Natividade enfatiza que o comitê contra tortura visa garantir a dignidade da pessoa humana, um princípio fundamental da Constituição brasileira. Segundo ela, o comitê não tem a prerrogativa de inspecionar presídios, mas a maioria das denúncias recebidas envolve torturas em presídios e durante abordagens policiais.

Dignidade humana

“As unidades prisionais são os locais de onde se originam as denúncias de tortura, maus-tratos, tratamento desumano e degradante, mas esses comportamentos aviltantes da dignidade humana são praticados em todos os lugares, por agentes públicos e particulares. Muitas denúncias nos chegam contra policiais militares por ocasião da prisão em flagrante em que torturam para obterem confissão da pessoa com uma técnica chamada afogamento a seco que não deixa vestígios visíveis”, descreve Natividade sobre as denúncias.

Presidente do CEPCT-AM, advogada Natividade Maia (Arquivo pessoal)

Na prática, a função do comitê se limita a receber denúncias de tortura e as encaminha aos órgãos competentes para investigação. Também é competência acompanhar, avaliar, subsidiar a execução do Plano Estadual de Prevenção e Combate à Tortura no Amazonas.

Podemos propor projetos de cooperação técnica entre o Estado do Amazonas e organismos nacionais e internacionais relativos à prevenção, combate e erradicação da tortura no Estado, entre outras coisas (…) O CEPCT-AM, pelo Decreto deveria ser composto por 25 membros, sendo 12 membros da sociedade vivil e 12 membros do Governo e a OAB/AM, todavia, desde sua criação em 2016, as vagas da sociedade civil nunca foram preenchidas em sua totalidade, ou seja, sempre houve um desequilíbrio representativo dentro do comitê”, adicionou.

Discordância

Por discordância entre o Governo do Amazonas e o CEPCT-AM, o projeto de lei que cria o Mecanismo Estadual de Prevenção e Combate à Tortura do Estado (MEPCT-AM) está parado desde 11 de dezembro de 2020. O Plano Estadual de Prevenção e Combate à Tortura no Amazonas prevê a criação do mecanismo.

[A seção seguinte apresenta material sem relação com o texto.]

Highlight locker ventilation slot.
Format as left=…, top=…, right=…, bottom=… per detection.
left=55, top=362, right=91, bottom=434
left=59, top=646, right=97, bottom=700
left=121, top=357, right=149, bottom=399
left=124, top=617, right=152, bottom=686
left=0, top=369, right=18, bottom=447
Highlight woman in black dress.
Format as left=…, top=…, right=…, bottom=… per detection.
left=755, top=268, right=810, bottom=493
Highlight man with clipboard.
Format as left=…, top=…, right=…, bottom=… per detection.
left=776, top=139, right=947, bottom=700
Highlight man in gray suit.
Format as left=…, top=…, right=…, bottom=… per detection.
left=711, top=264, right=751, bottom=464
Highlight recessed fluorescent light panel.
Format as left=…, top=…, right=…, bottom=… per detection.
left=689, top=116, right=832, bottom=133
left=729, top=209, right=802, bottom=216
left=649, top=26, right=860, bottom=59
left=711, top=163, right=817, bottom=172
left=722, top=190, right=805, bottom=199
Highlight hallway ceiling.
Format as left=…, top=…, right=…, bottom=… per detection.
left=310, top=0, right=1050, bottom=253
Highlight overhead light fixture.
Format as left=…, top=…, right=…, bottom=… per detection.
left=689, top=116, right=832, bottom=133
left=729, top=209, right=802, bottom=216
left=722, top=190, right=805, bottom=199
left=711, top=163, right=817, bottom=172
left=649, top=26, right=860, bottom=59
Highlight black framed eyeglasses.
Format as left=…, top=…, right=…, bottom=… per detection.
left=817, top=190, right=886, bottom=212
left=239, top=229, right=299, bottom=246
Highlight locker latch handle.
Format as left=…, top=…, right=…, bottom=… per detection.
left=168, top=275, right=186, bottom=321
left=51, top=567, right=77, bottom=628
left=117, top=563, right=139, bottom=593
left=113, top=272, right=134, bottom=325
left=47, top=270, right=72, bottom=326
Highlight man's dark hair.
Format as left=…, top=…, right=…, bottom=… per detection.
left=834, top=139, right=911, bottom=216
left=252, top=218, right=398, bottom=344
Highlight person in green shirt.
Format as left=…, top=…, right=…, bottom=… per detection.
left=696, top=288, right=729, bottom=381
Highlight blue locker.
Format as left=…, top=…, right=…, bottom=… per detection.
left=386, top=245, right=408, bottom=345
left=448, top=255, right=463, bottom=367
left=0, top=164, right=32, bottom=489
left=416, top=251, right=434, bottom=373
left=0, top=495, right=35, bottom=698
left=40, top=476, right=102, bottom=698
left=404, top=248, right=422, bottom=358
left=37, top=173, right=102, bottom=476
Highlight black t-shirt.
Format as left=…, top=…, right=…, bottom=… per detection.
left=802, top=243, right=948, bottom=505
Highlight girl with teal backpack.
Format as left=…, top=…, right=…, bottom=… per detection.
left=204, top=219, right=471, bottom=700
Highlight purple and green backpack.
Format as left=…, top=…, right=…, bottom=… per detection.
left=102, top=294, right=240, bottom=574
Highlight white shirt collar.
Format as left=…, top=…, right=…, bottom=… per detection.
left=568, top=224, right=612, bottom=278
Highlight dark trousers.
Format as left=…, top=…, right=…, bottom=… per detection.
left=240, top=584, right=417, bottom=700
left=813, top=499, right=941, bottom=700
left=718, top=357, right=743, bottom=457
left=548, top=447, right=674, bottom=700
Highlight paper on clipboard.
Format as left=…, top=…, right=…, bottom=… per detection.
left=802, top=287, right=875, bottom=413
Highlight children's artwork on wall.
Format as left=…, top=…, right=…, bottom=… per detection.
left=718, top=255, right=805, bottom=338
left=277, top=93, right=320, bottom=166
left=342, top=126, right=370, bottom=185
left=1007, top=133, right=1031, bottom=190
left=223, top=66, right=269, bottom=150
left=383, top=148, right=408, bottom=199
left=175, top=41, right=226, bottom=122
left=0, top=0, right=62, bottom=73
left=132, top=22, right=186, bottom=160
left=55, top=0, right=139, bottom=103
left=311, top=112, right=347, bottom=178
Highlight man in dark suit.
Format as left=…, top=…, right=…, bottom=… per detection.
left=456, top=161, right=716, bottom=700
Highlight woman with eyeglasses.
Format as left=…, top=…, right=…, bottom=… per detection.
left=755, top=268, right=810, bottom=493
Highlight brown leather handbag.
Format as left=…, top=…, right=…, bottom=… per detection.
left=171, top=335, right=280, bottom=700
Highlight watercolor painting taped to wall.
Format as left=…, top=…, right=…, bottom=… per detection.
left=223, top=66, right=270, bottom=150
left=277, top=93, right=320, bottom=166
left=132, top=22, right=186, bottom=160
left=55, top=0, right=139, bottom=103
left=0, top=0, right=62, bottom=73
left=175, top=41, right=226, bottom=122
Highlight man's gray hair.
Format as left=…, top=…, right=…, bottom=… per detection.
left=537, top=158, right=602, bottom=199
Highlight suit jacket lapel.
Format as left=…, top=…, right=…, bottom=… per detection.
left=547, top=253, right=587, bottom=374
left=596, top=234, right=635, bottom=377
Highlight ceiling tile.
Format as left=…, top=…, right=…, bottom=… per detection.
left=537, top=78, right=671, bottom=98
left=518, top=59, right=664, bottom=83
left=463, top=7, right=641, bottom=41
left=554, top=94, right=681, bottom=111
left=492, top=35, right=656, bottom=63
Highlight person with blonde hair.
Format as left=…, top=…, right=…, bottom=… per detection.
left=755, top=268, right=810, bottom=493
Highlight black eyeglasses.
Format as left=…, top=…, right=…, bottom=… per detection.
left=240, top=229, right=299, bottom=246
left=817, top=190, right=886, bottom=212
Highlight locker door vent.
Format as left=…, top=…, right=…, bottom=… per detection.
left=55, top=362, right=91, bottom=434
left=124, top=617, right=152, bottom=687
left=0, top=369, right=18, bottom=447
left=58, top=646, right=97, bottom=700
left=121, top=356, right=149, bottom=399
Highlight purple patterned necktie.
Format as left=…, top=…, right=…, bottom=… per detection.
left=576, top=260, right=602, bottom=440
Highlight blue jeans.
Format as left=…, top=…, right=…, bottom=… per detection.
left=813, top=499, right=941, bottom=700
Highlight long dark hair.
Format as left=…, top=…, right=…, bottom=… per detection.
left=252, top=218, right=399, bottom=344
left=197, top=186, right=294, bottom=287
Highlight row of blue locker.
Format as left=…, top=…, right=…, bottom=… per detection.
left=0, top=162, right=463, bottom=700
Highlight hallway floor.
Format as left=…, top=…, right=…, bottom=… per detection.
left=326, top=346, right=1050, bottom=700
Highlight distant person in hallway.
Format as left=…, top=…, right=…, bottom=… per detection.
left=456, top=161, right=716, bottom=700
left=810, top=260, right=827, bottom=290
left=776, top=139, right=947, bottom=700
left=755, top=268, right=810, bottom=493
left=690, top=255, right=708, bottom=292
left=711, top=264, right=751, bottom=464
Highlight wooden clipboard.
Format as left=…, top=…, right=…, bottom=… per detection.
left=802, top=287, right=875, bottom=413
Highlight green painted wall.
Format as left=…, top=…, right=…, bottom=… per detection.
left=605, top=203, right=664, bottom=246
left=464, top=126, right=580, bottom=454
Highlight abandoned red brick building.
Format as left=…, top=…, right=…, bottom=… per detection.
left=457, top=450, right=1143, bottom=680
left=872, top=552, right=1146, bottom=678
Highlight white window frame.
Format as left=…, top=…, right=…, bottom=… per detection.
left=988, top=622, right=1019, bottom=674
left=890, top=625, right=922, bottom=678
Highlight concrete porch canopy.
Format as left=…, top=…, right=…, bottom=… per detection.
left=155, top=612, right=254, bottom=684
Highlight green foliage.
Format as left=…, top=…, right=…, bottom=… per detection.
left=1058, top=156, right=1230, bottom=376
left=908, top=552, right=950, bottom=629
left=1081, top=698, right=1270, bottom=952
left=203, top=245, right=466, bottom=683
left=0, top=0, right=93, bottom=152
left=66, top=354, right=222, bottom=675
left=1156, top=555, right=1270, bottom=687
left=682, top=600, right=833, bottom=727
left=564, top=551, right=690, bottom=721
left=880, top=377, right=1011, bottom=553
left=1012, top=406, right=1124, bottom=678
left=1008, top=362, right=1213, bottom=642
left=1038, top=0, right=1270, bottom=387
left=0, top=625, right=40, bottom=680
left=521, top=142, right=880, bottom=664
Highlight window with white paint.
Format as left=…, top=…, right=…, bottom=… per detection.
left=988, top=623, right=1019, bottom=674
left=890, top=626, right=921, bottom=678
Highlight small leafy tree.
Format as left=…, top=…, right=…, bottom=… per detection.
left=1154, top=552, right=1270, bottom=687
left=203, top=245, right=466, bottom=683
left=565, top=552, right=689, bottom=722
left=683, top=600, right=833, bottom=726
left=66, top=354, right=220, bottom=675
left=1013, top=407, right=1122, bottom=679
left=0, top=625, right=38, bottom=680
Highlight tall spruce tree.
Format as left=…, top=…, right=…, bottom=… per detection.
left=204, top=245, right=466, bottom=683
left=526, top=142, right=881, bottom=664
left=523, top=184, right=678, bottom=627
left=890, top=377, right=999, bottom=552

O governo e o comitê estadual discordam da nomenclatura do cargo dado pelo CEPCT, autonomia orçamentária e funcional pleiteada pelo comitê, e mais recentemente da quantidade de cargos que comporão a estrutura do mecanismo estadual.

Processo seletivo para organizações integrarem o CEPCT-AM (Lincoln Ferreira/Sejusc)

O MEPCT-AM terá acesso livre aos estabelecimentos prisionais do Estado para realizar inspeções sem prévio agendamento. Hoje, o comitê estadual não tem essa prerrogativa, só pode entrar em prisões se houver permissão ou convite da Secretaria de Estado de Administração Penitenciária (Seap) e com agendamento prévio.

Descredibilizar

Na avaliação da presidente do CEPCT-AM, há uma tentativa de descredibilizar a instituição por causa da viagem de Luciane Barbosa. Para ela, a abordagem visa transferir a conduta de um presidiário para seus familiares. No episódio, ela ainda visualiza a violação da presunção de inocência de Luciane “sob aplausos” de pessoas com conhecimento jurídico.

“Quando a instituição desta senhora se habilitou a uma vaga, todos os documentos exigidos foram entregues e o dos membros indicados também e, ao que nos consta, o acórdão que modificou a sentença que a absolveu foi publicado mais de 01 (um) mês depois de concluída a homologação das instituições escolhidas”, continua.

“Então, as pessoas falam, e o princípio da moralidade administrativa? Então, eu volto a perguntar? É imoral um familiar de preso participar dos espaços políticos que dialogam sobre interesse legítimo da situação carcerária? A moralidade pública seria bem-vinda se o Estado não permitisse a tortura, o tratamento desumano, degradante e cruel dentro dos cárceres. Ninguém se importa com essa falha na moralidade pública”, rebateu Natividade Maia.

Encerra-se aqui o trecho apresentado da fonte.